論文参考訳（メタデータ） (2020-09-08T05:39:19Z)
Streaming Complexity of SVMs [110.63976030971106]
本稿では,ストリーミングモデルにおけるバイアス正規化SVM問題を解く際の空間複雑性について検討する。両方の問題に対して、$frac1lambdaepsilon$の次元に対して、$frac1lambdaepsilon$よりも空間的に小さいストリーミングアルゴリズムを得ることができることを示す。
論文参考訳（メタデータ） (2020-07-07T17:10:00Z)
An Improved Cutting Plane Method for Convex Optimization, Convex-Concave Games and its Applications [28.54236118020831]
本稿では,最適な$O(n log (kappa))$オアラーク評価を用いた新しい切削平面アルゴリズムを提案する。
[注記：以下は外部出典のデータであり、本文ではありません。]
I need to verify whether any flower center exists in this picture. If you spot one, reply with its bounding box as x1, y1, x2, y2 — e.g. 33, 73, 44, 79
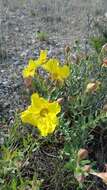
40, 108, 49, 117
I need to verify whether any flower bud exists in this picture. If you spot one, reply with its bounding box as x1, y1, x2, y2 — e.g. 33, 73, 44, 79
77, 148, 88, 161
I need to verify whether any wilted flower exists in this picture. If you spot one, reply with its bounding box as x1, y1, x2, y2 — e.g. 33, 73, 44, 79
102, 58, 107, 67
83, 165, 91, 173
21, 93, 61, 136
24, 77, 32, 88
77, 148, 88, 161
64, 45, 71, 53
22, 50, 47, 78
22, 59, 39, 78
91, 172, 107, 184
103, 104, 107, 112
38, 50, 48, 64
57, 98, 63, 104
43, 59, 70, 82
85, 81, 101, 92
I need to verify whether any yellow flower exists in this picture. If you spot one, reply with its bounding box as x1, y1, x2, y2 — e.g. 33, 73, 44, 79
38, 50, 48, 64
22, 59, 39, 78
43, 59, 70, 81
21, 93, 61, 136
85, 81, 101, 92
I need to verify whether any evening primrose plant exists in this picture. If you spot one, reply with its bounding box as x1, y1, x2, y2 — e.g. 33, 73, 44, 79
0, 43, 107, 190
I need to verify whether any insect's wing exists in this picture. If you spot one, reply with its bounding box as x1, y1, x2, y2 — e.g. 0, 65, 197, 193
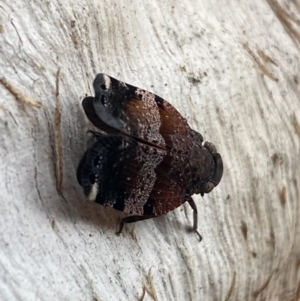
82, 74, 190, 148
77, 135, 191, 216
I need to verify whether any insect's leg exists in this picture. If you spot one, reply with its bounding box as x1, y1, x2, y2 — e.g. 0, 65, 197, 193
116, 215, 154, 235
187, 196, 202, 241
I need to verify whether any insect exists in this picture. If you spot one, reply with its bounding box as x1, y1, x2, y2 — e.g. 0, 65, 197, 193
77, 74, 223, 240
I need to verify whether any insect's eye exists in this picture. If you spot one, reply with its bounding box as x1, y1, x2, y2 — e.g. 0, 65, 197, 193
89, 174, 96, 184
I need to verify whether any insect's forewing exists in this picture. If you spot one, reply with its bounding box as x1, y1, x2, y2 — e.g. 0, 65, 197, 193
77, 135, 192, 216
79, 74, 202, 215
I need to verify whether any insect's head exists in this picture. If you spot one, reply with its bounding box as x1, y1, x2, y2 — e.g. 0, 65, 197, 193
189, 141, 223, 196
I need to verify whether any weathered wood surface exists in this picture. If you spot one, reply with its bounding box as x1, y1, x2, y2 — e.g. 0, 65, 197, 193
0, 0, 300, 301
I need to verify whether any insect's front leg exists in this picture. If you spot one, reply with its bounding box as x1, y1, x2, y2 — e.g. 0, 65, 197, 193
187, 196, 202, 241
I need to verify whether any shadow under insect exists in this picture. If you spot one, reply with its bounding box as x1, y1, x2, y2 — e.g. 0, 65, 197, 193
77, 74, 223, 239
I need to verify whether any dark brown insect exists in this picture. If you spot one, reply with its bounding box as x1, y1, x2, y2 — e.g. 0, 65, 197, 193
77, 74, 223, 238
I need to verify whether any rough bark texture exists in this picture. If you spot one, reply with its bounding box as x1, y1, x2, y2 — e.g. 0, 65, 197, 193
0, 0, 300, 301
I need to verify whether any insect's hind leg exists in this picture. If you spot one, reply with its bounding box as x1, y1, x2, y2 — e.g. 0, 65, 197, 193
187, 196, 202, 241
116, 215, 154, 235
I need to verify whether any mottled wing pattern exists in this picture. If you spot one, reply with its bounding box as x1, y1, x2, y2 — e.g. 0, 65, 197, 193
78, 74, 199, 216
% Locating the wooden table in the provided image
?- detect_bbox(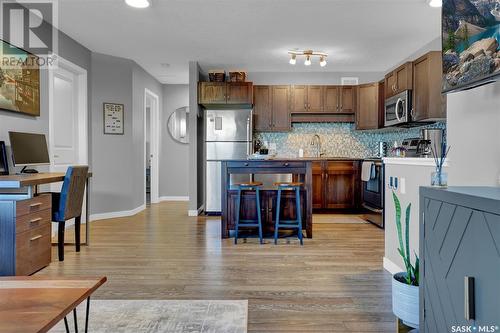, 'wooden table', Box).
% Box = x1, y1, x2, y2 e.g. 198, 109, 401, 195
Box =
0, 276, 106, 333
221, 159, 312, 238
0, 172, 92, 245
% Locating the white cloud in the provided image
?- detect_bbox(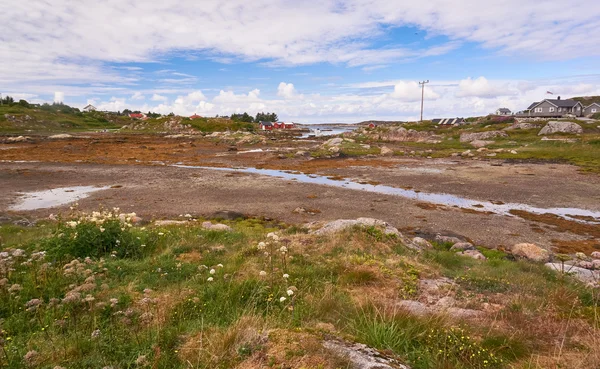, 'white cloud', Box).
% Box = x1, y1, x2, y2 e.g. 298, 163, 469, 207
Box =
456, 77, 514, 98
390, 81, 440, 102
54, 91, 65, 103
150, 94, 169, 101
277, 82, 296, 99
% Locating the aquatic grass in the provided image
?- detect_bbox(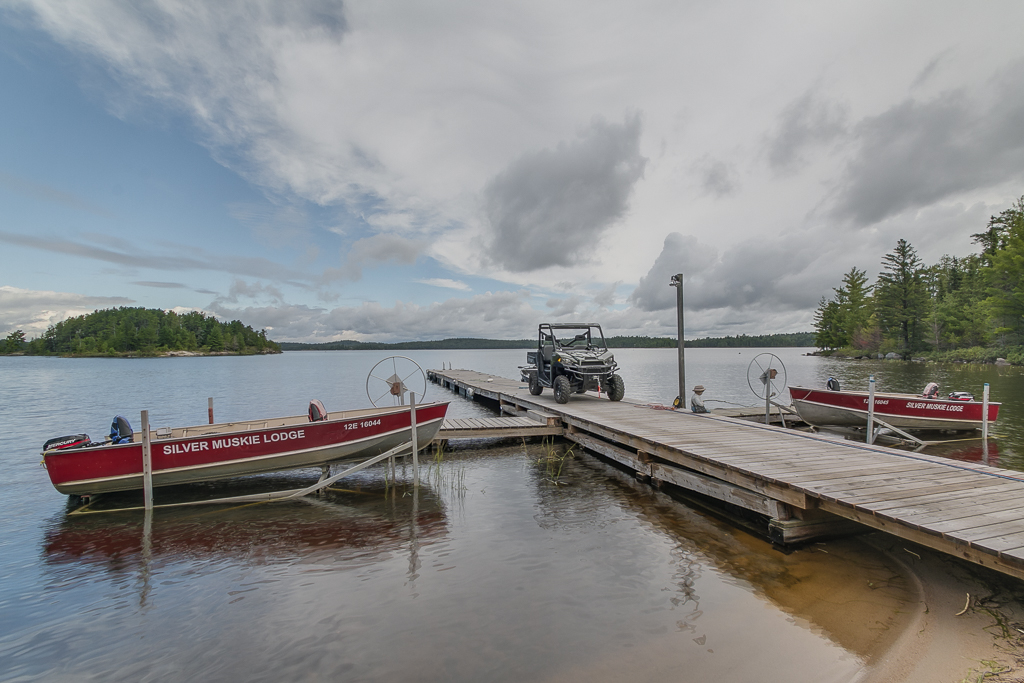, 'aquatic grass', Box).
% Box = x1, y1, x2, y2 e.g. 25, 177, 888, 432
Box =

また、評価毎に$n2$の時間を改善できないため、実行時間が最適であることを示す。
論文参考訳（メタデータ） (2020-04-08T20:56:40Z)

関連論文リストは本サイト内にある論文のタイトル・アブストラクトから自動的に作成しています。

指定された論文の情報です。
本サイトの運営者は本サイト（すべての情報・翻訳含む）の品質を保証せず、本サイト（すべての情報・翻訳含む）を使用して発生したあらゆる結果について一切の責任を負いません。